If asked to summarize my feelings about the year just ending, I would admit 2025 did not inspire confidence even as our personal lives were less chaotic and pessimistic than most. However, just hours into this new year I am struck by the number of references I am finding on the theme of hope. Here are three –
This morning, I discovered an upbeat article in a most unusual source, The New York Times, where author Lauren Jackson urges the reader to move from cynicism to hope. She cites research conducted by the Hope Research Center at the University of Oklahoma which specifies that hope is “one of the strongest indicators of well-being. It helps improve the immune system and aids in the recovery from illness.” Chan Hellman, Director of the Center, goes on to say, “while optimism is the belief that the future will be better, hope is the belief that we have the power to make it so.”
Today’s musical earworm is a favorite winter hymn, Come Sing a Song with Me, included in the Unitarian Universalist hymnal with words and music by Carolyn McDade, ©1976. And, when we join in song, the chorus predicts:
And I’ll bring you hope when hope is hard to find, and I’ll bring a song of love and rose in the wintertime.
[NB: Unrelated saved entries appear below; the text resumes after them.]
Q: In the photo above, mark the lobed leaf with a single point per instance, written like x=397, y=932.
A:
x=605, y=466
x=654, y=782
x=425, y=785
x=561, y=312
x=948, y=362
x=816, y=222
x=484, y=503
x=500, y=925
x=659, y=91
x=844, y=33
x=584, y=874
And to conclude my triad on hope, I will give a nod to fellow bloggers, Bonny, Kat, and Kym who regularly offer poetic inspiration in A Gathering of Poetry every third Thursday of the month. While I know it is only the first and not the third, it is a Thursday, so I am sharing an original composition by Jane N., age 9. As we move into 2026, may we skeptical adults take inspiration from the children in our midst.
Hope
Hope winds its way
Through the branches of the bare trees
Like silk ribbon.
It snakes through the villages
And into the homes of the people.
It settles into their hearts
Lighting the way.
Hope.
I am enjoying my holiday and starting this new month with a cup of Chocolat Vitale made from Belgium and Swiss chocolate and curled up with my copy of Devotions: The Selected Poems of Mary Oliver ©2017.
Happy New Year and may your days be healthy and hopeful.